I'm experiencing problems with persisting a large dataset in distributed memory. I have a scheduler running on one machine and 8 workers each running on their own machines connected by 40 gigabit ethernet and a backing Lustre filesystem.

Problem 1:

ds = DataSlicer(dataset) # ~600 GB dataset
dask_array = dask.array.from_array(ds, chunks=(13507, -1, -1), name=False) # ~22 GB chunks
dask_array = client.persist(dask_array)

When inspecting the Dask status dashboard, I see all 28 tasks being assigned to and processed by one worker while the other workers do nothing. Additionally, when every task has finished processing and the tasks are all in the "In memory" state, only 22 GB of RAM (i.e. the first chunk of the dataset) is actually stored on the cluster. Access to the indices within the first chunk are fast, but any other indices force a new round of reading and loading the data before the result returns. This seems contrary to my belief that .persist() should pin the complete dataset across the memory of the workers once it finishes execution. In addition, when I increase the chunk size, one worker often runs out of memory and restarts due to it being assigned multiple huge chunks of data.

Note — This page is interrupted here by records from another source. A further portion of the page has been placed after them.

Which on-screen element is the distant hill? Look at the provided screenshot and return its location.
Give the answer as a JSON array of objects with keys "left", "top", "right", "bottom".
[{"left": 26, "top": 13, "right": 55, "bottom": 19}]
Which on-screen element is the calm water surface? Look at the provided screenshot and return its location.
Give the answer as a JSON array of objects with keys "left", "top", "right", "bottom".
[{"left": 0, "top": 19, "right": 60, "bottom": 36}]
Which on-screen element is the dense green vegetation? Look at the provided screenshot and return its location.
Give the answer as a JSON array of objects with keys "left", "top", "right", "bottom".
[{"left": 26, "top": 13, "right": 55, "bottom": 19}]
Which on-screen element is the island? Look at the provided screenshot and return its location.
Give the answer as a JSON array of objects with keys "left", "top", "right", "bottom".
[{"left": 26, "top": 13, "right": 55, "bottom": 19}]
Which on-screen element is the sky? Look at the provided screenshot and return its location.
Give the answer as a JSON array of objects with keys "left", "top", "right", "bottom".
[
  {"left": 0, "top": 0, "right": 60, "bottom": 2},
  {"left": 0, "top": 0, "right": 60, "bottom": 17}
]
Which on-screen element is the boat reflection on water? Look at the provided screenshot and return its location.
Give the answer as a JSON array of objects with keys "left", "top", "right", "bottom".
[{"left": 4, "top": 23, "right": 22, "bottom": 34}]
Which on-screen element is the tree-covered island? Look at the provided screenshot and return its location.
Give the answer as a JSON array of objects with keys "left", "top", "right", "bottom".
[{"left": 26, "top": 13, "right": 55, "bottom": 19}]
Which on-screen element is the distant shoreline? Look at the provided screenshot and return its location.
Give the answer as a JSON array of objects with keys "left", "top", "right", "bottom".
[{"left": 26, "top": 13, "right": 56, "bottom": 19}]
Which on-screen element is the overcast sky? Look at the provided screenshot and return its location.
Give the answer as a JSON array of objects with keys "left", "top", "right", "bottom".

Is there a way to manually assign chunks to workers instead of the scheduler piling all of the tasks on one process? Or is this abnormal scheduler behavior? Is there a way to ensure that the entire dataset is loaded into RAM?

Problem 2

I found a temporary workaround by treating each chunk of the dataset as its own separate dask array and persisting each one individually.

dask_arrays = [da.from_delayed(lazy_slice, shape, dtype, name=False) for \
               lazy_slice, shape in zip(lazy_slices, shapes)]
for i in range(len(dask_arrays)):
    dask_arrays[i] = client.persist(dask_arrays[i])

I tested the bandwidth from persisted and published dask arrays to several parallel readers by calling .compute() on different chunks of the dataset in parallel. I could never achieve more than 2 GB/s aggregate bandwidth from the dask cluster, far below our network's capabilities.

Is the scheduler the bottleneck in this situation, i.e. is all data being funneled through the scheduler to my readers? If this is the case, is there a way to get in-memory data directly from each worker? If this is not the case, what are some other areas in dask I may be able to investigate?